Piramal healthcare goes rural
Piramal Healthcare, the newly-created identity of the Rs 6,154- cr Nicholas Piramal Group, is now foraying into the rural healthcare segment, reports Suprotip Ghosh.business Updated: Mar 11, 2008 23:10 IST
Piramal Healthcare (PHL), the newly-created identity of the Rs 6,154- crore Nicholas Piramal Group, is now foraying into the rural healthcare segment. The company, which is in the business of medicine and pathological and medical tests, has already started a pilot project in Rajasthan.
The company is also starting a healthcare fund through Indiareit, its funds business, to invest in a wide variety of hospitals and hospital-related industries, the company said.
As part of the healthcare delivery project, the company is going to train nurses to enable them properly diagnose symptoms in a patient from villages. These trained nurses would use SMS and other telecommunications software to communicate to doctors in larger district or zonal hospitals in a hub-and-spoke model. PHL is targeting 1,00,000 villages in the coming five years, said Ajay Piramal, chairman of PHL.

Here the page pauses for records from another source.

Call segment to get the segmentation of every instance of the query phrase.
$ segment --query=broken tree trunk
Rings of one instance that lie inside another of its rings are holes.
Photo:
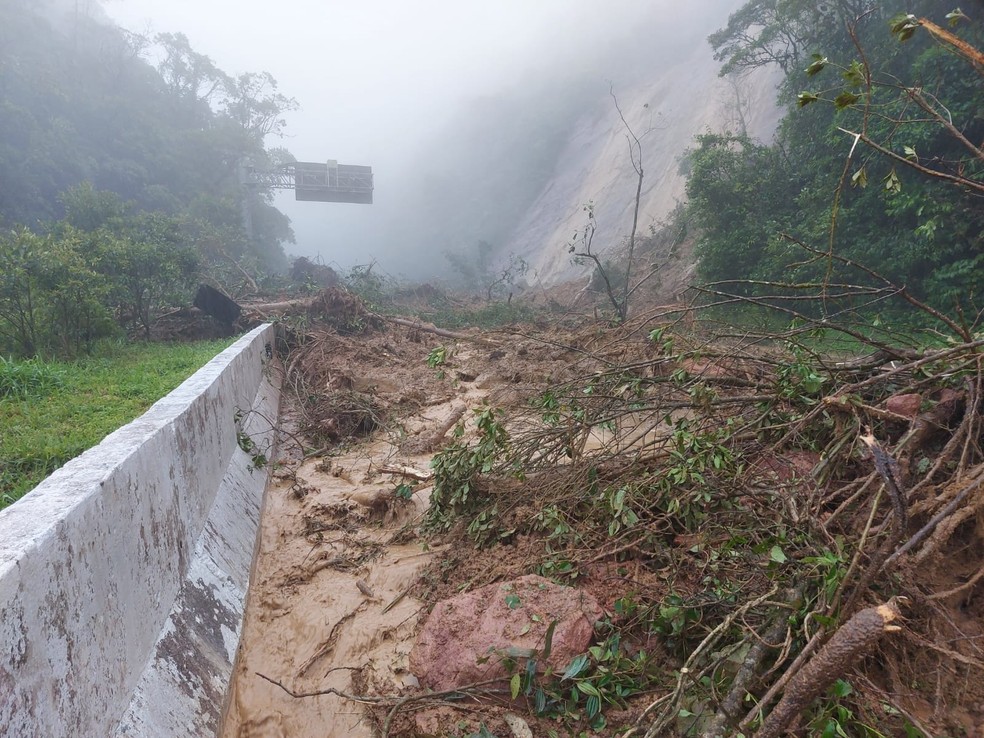
[[[782,735],[834,680],[850,671],[859,659],[874,649],[882,635],[901,630],[892,625],[901,616],[894,597],[884,605],[855,613],[789,681],[782,699],[762,723],[755,738]]]
[[[417,330],[424,331],[425,333],[433,333],[435,336],[443,336],[444,338],[453,338],[456,341],[471,341],[473,343],[480,343],[483,346],[494,345],[492,341],[488,339],[481,338],[480,336],[471,336],[467,333],[458,333],[457,331],[447,331],[443,328],[438,328],[433,323],[425,323],[420,320],[408,320],[407,318],[391,318],[385,315],[377,316],[382,320],[389,323],[395,323],[396,325],[406,326],[407,328],[415,328]]]

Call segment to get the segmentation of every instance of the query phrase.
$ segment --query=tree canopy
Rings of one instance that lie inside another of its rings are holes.
[[[229,75],[180,33],[151,38],[57,4],[0,3],[3,242],[78,232],[91,265],[125,242],[131,256],[190,250],[215,275],[281,270],[289,221],[269,194],[243,190],[239,166],[290,158],[266,142],[295,107],[270,74]]]
[[[752,0],[710,37],[723,74],[780,65],[788,111],[772,143],[708,134],[691,151],[704,279],[890,283],[980,309],[984,88],[959,44],[981,48],[981,24],[955,11],[944,35],[917,32],[940,15],[931,0]]]

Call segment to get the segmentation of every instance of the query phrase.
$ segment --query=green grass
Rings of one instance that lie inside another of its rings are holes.
[[[0,360],[0,509],[139,417],[230,343],[106,344],[74,362]]]

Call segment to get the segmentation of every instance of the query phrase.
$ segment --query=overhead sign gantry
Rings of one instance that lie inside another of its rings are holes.
[[[372,205],[372,167],[327,162],[294,161],[272,169],[246,165],[243,183],[254,187],[294,190],[306,202],[348,202]]]

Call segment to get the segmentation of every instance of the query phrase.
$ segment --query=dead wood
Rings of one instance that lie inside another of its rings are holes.
[[[434,472],[424,469],[414,469],[412,466],[400,466],[396,464],[386,464],[379,469],[383,474],[395,474],[400,477],[408,477],[418,482],[428,482],[434,477]]]
[[[408,438],[401,444],[400,450],[404,453],[413,454],[425,454],[434,451],[444,441],[444,437],[448,434],[448,431],[458,424],[458,421],[461,420],[467,409],[465,405],[459,405],[448,416],[448,419],[441,423],[433,433],[422,433],[419,436]]]
[[[301,667],[297,670],[297,674],[295,675],[296,678],[300,678],[304,676],[304,674],[307,672],[308,669],[310,669],[318,661],[323,659],[325,656],[327,656],[334,650],[335,644],[338,642],[338,637],[339,635],[341,635],[342,625],[344,625],[349,620],[351,620],[356,615],[358,615],[363,610],[364,607],[365,607],[365,602],[363,602],[361,605],[355,608],[355,610],[353,610],[348,615],[341,618],[337,623],[335,623],[332,626],[331,631],[328,633],[328,638],[325,639],[325,642],[322,643],[318,647],[318,649],[313,654],[311,654],[311,656],[308,657],[308,659],[303,664],[301,664]],[[276,682],[274,683],[276,684]],[[278,684],[278,686],[282,686],[282,685]],[[286,687],[284,687],[284,689],[286,689]]]
[[[288,313],[307,312],[308,308],[314,304],[313,297],[304,297],[297,300],[280,300],[278,302],[258,302],[246,306],[247,315],[256,315],[264,320],[274,317],[282,317]]]
[[[770,652],[782,645],[782,639],[788,628],[788,615],[783,612],[776,617],[765,634],[748,649],[738,673],[731,682],[728,694],[721,700],[717,714],[704,730],[703,738],[724,738],[731,735],[731,729],[741,716],[745,695],[752,691],[755,681],[761,678],[762,662]]]
[[[779,704],[762,723],[755,738],[778,738],[834,680],[857,666],[885,633],[900,631],[892,625],[901,617],[898,601],[856,613],[844,623],[817,654],[786,685]]]
[[[885,489],[888,490],[888,495],[892,500],[892,506],[895,510],[895,519],[898,523],[898,535],[901,537],[905,534],[906,528],[909,527],[909,513],[906,509],[905,487],[900,477],[899,464],[878,444],[878,441],[875,440],[874,435],[871,433],[871,429],[868,429],[868,432],[861,436],[861,442],[871,451],[871,457],[875,462],[875,470],[882,478]]]
[[[374,315],[376,315],[376,317],[380,320],[385,320],[387,323],[402,325],[414,330],[424,331],[425,333],[433,333],[435,336],[441,336],[442,338],[453,338],[456,341],[471,341],[472,343],[477,343],[482,346],[496,345],[493,341],[483,338],[482,336],[474,336],[469,333],[445,330],[444,328],[438,328],[433,323],[427,323],[423,320],[408,320],[407,318],[396,318],[389,315],[378,315],[375,313]]]

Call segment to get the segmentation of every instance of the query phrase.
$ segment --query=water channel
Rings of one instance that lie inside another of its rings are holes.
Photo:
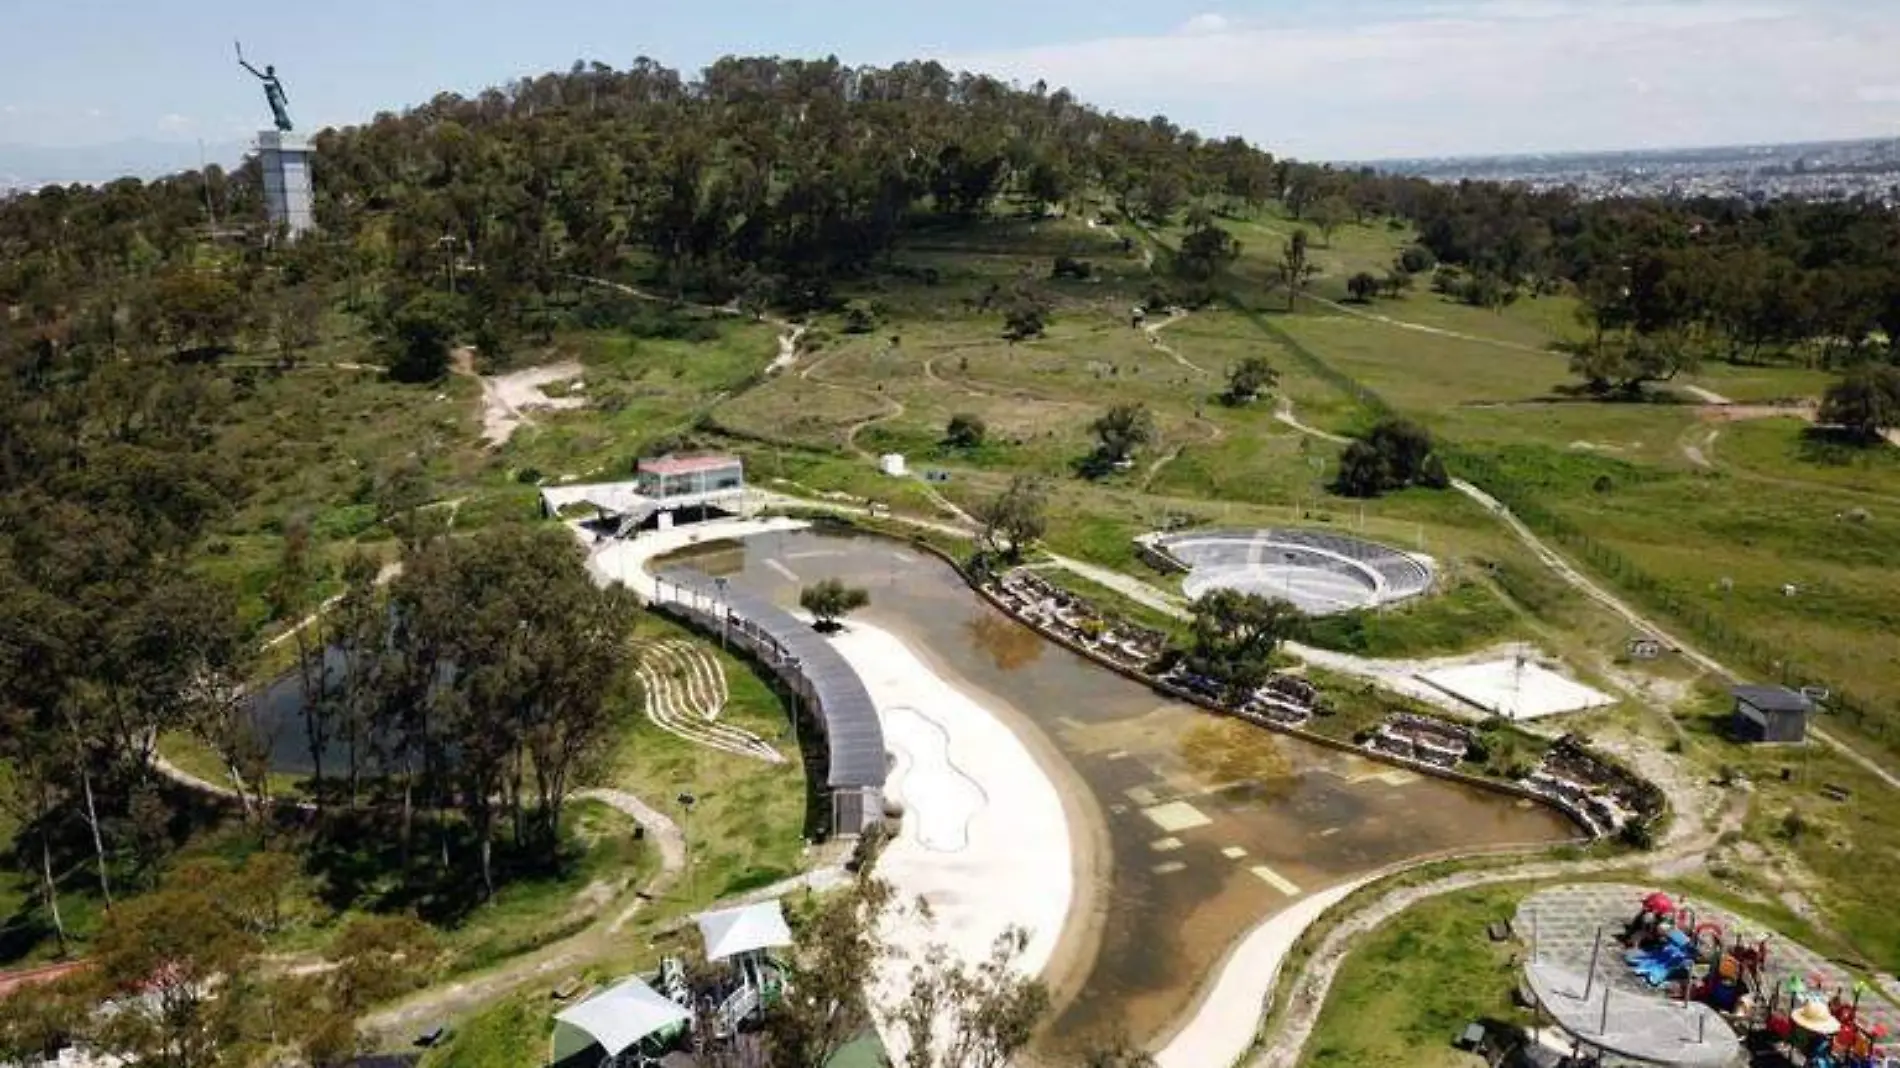
[[[984,703],[1002,703],[1012,727],[1043,736],[1032,748],[1072,769],[1058,785],[1079,786],[1086,796],[1069,801],[1111,853],[1096,869],[1106,874],[1077,887],[1074,907],[1103,909],[1107,922],[1082,951],[1079,981],[1057,990],[1052,1053],[1117,1035],[1162,1038],[1236,942],[1306,895],[1409,858],[1577,833],[1528,801],[1264,730],[1223,730],[1229,721],[1046,641],[898,542],[771,534],[664,566],[682,564],[788,607],[821,579],[866,587],[870,607],[853,618],[902,638]],[[1072,836],[1091,840],[1082,827]]]

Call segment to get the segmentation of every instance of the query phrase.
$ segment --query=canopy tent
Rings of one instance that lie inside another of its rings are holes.
[[[791,928],[778,899],[742,905],[736,909],[701,913],[699,934],[706,940],[706,959],[725,960],[741,953],[792,944]]]
[[[692,1013],[636,976],[555,1014],[551,1063],[559,1064],[595,1043],[612,1057],[692,1018]]]
[[[1679,1068],[1743,1062],[1741,1040],[1721,1013],[1701,1002],[1614,991],[1607,978],[1591,982],[1581,971],[1535,960],[1524,966],[1524,977],[1557,1025],[1587,1046]]]

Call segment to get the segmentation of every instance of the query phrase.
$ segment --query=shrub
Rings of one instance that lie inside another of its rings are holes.
[[[957,449],[974,449],[983,444],[983,438],[989,433],[981,416],[969,412],[959,412],[950,417],[950,424],[944,427],[944,443]]]
[[[1057,256],[1055,267],[1049,272],[1051,278],[1073,278],[1087,281],[1095,273],[1095,265],[1087,260],[1078,260],[1070,256]]]
[[[844,306],[844,332],[868,334],[877,329],[877,311],[869,301],[854,300]]]

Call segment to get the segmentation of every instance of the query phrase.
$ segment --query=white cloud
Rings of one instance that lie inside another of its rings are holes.
[[[1233,23],[1226,15],[1217,15],[1209,12],[1205,15],[1196,15],[1186,22],[1183,22],[1179,32],[1185,34],[1222,33],[1232,25]]]
[[[98,108],[86,109],[86,117],[89,119],[103,119],[105,118],[105,116],[106,116],[106,113],[99,110]]]
[[[948,57],[1308,158],[1900,135],[1900,6],[1368,5]]]
[[[183,133],[196,126],[197,122],[188,116],[170,112],[158,120],[158,128],[166,133]]]

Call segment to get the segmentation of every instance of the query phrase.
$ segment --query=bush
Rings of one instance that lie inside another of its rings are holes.
[[[1055,267],[1050,270],[1049,277],[1056,279],[1073,278],[1078,282],[1085,282],[1090,276],[1094,275],[1094,273],[1095,265],[1087,260],[1078,260],[1069,256],[1057,256]]]
[[[1047,326],[1042,306],[1034,301],[1018,301],[1003,315],[1003,336],[1011,341],[1041,337]]]
[[[844,332],[868,334],[877,329],[877,310],[869,301],[854,300],[844,306]]]
[[[1333,486],[1348,497],[1376,497],[1407,486],[1444,489],[1451,474],[1424,427],[1405,419],[1385,419],[1365,440],[1355,441],[1339,458]]]
[[[1399,253],[1398,265],[1406,274],[1424,274],[1438,266],[1438,257],[1424,245],[1407,245]]]
[[[1379,295],[1379,276],[1371,271],[1360,271],[1346,279],[1346,292],[1351,294],[1353,300],[1370,304],[1372,298]]]
[[[944,444],[956,449],[974,449],[983,444],[983,438],[989,433],[981,416],[968,412],[959,412],[950,417],[950,424],[944,428]]]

“Let’s face it, even for doctors in villages, it is not physically possible to attend to every single case in the whole area. This hub and spoke model would let them cover much more area than currently possible,” he said. “You can also do a lot of things with the mobile phone. The doctor can feed it into software that can be incredibly accurate. And there is software available for it,” he added.
Once the doctors properly diagnose the disease, they would get back to the nurses in the local hospital, and the nurses would give the medicines out.
The model is different from telemedicine in the sense that the nurses would check the patients themselves.
In telemedicine, the patient speaks to the doctor directly through a video call, and the doctor does not physically examine the patient.
The model would require extensive support in terms of medical supplies and equipment. The company is already in talks with different stakeholders for it, Piramal said, but declined to name the companies.
He ruled out setting up of hospitals or clinics for the project, though. While the requirement of medicines and equipment to support the system could be a great source of monopoly revenue for PHL’s medicines business, Piramal said that a part of the project is to create confidence among the patients. This would be difficult to do in a monopoly situation, he said.